Ebbene, oltre alle riflessioni ancora attuali
di Leopardi, va detto che non esiste più una Natura pura e incontaminata e che
la flora e la fauna che incontriamo sono il frutto di modificazioni avvenute
nei millenni, per opera dell’uomo e di altri eventi. Il cotone quella soffice
pianta naturale è causa di desertificazione e diffusione di batteri, eppure per
noi è più naturale del poliestere. Non parliamo degli OGM, che soprattutto in
Italia sono diventati l’Omo Nero, la peste del XXI secolo, dimenticandoci che
quasi tutto quello che mangiamo (carnivori o vegani, musulmani o jainisti) è
frutto di trasformazioni genetiche avvenute in millenni.

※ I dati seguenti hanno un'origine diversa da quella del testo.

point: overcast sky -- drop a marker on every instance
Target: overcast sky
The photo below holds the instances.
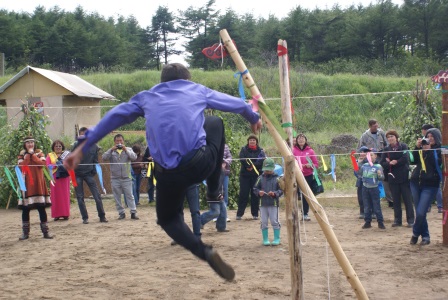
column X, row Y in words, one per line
column 144, row 10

E così la battaglia contro il petrolio,
nata (anni 70) contro le multinazionali (le Sette Sorelle) si è estesa in modo
apocalittico, dimenticando le enormi trasformazioni avvenute in questo settore:
si è arrivati così a sostenere l’immediata abolizione del suo uso, come se l’aspetto
economico si riducesse al profitto del capitalista (avete presenti gli schizzi
di Grosz?) e non fosse qualcosa che riguardasse la nostra casa. Eco-nomia, da
oikòs e nomos, la legge della casa.
Ancora una volta dobbiamo imparare dagli
americani, anche se non ci piace Trump: i primi Parchi naturali e protetti
furono creati proprio negli USA alla fine del XIX secolo (1872) e su
quell’esempio si sono convinti anche altri popoli, talvolta ben un secolo dopo.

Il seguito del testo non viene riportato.